In its article covering President Obama's speech on the budget yesterday the Washington Post told readers that:
"Obama acknowledged that the debt must be tackled faster than he has previously proposed."
It is only possible to "acknowledge" something which is true. The Post obviously believes it is true that "the debt must be tackled faster than he has previously proposed," but that does not make it so. This is the Post's opinion. A real newspaper would have reported that President Obama "said that the debt must be tackled faster than he has previously proposed." It would not have implied that its view of the world is the unquestioned reality, especially in a front page news story.
Remarkably, the coverage of the President's speech in both the Post and the NYT included no mention of the recession. The main reason that the deficit has soared in the last three years is because of the economic collapse that followed the crash of the housing bubble.
If the deficit is reduced substantially before the economy has gotten back to near full employment levels of output the main effect will be to slow growth and throw more people out of work. This fact was never mentioned in either piece even though President Obama proposes to have his deficit reduction targets to become binding in fiscal year 2014, a point at which the unemployment rate is still projected to be 7.2 percent. By contrast, the first stimulus package was put into law under President George W. Bush when the unemployment rate was just 4.7 percent.

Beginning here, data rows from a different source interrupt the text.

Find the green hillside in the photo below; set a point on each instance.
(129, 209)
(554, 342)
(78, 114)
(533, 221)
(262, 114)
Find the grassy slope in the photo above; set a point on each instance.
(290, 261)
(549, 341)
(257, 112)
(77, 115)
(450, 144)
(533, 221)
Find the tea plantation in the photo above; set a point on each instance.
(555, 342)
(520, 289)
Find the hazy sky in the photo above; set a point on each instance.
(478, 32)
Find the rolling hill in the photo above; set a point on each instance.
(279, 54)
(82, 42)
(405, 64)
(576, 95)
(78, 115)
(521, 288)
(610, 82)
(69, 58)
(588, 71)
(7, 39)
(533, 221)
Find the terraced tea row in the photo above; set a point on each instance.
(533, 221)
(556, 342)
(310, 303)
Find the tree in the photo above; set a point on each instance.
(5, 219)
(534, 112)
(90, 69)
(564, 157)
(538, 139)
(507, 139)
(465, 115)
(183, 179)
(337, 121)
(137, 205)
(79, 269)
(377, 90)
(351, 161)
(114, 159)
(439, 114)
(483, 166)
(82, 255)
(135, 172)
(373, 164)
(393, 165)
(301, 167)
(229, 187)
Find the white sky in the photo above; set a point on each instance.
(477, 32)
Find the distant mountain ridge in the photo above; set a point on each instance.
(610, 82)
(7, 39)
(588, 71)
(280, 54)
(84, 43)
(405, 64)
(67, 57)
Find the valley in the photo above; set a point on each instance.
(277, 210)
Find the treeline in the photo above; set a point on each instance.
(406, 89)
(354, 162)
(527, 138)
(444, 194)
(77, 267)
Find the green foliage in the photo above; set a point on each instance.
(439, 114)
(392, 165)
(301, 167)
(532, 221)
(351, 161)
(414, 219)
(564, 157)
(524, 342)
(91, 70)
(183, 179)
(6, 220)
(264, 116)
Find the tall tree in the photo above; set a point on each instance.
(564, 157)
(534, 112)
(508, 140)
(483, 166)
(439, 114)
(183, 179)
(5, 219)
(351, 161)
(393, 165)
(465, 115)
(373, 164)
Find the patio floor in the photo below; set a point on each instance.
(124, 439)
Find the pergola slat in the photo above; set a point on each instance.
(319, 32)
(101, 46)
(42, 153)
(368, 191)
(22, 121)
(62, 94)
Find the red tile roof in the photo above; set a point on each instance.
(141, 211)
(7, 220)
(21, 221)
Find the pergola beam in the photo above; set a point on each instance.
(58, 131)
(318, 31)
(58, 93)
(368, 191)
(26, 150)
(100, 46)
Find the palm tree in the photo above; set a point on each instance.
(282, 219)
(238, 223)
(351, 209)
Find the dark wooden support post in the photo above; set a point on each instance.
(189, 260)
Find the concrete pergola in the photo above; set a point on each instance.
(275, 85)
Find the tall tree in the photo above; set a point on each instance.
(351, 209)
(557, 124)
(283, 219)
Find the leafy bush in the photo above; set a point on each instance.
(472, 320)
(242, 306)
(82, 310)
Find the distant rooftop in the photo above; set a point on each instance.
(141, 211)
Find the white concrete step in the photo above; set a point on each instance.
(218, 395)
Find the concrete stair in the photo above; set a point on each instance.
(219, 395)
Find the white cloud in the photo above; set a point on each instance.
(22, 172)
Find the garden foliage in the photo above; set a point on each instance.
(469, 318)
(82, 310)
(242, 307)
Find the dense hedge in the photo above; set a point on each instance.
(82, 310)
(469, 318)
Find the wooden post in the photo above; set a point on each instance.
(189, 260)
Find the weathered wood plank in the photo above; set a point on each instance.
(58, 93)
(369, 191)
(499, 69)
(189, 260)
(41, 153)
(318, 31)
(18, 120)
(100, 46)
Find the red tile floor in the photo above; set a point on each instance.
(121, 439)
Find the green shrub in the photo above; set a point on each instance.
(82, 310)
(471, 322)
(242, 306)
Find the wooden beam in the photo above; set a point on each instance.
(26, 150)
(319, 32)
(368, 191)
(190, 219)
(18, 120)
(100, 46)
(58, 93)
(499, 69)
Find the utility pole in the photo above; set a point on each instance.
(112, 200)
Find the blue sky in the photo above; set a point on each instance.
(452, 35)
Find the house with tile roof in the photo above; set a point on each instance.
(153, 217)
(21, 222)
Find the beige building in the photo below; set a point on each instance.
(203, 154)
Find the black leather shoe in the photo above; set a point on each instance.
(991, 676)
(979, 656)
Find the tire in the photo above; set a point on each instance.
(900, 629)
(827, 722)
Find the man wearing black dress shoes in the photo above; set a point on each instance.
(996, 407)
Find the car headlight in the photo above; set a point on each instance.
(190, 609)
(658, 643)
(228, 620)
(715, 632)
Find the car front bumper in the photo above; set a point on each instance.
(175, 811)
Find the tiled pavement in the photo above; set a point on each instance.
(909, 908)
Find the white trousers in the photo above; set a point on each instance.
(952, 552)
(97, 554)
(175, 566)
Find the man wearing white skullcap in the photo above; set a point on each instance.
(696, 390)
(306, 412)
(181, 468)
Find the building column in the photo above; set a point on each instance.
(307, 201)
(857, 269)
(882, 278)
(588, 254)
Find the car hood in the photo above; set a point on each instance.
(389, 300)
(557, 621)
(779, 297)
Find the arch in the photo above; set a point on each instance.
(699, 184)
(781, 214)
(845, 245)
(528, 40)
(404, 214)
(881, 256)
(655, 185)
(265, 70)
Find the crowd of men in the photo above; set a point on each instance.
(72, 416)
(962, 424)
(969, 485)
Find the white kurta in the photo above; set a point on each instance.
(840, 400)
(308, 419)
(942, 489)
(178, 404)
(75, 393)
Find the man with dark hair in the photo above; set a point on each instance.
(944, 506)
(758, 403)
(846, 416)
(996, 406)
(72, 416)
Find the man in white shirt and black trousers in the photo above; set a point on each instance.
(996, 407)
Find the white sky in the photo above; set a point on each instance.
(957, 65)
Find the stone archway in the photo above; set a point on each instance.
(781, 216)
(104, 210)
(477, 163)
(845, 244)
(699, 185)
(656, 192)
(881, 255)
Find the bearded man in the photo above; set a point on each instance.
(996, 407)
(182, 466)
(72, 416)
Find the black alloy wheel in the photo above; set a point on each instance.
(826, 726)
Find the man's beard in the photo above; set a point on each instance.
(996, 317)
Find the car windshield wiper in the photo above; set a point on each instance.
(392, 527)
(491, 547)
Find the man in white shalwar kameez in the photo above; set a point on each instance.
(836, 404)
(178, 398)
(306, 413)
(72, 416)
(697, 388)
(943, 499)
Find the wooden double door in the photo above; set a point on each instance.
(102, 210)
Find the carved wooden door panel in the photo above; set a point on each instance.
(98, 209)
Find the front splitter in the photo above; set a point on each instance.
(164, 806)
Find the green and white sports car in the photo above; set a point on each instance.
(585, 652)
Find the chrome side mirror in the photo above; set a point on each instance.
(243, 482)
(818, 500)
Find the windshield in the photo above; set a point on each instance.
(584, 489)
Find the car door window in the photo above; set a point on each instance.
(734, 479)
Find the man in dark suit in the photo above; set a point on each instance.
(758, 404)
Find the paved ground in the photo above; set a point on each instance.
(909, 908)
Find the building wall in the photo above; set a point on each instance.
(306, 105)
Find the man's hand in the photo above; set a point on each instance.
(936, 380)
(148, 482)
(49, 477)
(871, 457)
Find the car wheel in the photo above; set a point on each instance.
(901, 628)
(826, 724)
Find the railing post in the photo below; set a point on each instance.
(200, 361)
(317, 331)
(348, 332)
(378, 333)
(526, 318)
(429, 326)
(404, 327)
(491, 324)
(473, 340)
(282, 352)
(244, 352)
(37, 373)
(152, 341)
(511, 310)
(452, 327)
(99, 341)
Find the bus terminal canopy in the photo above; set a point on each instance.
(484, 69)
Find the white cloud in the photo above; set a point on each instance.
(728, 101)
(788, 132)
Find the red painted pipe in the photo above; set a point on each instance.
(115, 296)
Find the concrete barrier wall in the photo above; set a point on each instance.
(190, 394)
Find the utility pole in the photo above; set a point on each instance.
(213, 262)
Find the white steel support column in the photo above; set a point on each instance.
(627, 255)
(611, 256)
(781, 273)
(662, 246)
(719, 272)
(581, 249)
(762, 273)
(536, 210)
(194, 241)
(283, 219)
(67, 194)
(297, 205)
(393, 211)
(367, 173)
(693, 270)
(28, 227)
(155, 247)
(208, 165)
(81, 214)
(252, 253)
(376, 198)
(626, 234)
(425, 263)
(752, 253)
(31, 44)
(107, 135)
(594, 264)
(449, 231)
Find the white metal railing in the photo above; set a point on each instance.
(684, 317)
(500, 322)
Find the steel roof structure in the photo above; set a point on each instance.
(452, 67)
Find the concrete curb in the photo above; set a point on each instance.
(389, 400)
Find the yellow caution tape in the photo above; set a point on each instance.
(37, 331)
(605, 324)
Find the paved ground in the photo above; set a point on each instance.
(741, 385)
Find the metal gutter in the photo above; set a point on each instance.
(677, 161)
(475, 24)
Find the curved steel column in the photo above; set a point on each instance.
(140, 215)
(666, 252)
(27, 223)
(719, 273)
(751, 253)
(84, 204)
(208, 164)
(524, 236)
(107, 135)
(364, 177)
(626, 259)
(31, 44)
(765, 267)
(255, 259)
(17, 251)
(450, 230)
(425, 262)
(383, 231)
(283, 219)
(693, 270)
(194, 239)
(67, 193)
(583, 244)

Both articles made reference to the deficit reduction plan from the President's deficit commission. This is wrong. There was no plan from the commission. The co-chairs of the commission, Erskine Bowles and Alan Simpson, never put their plan up for a vote because they knew they lacked the majority needed for passage. The plan referred to in these articles is only the proposal of the two co-chairs. It is not the plan of the commission.
This should be a simple point for a major newspaper to get right.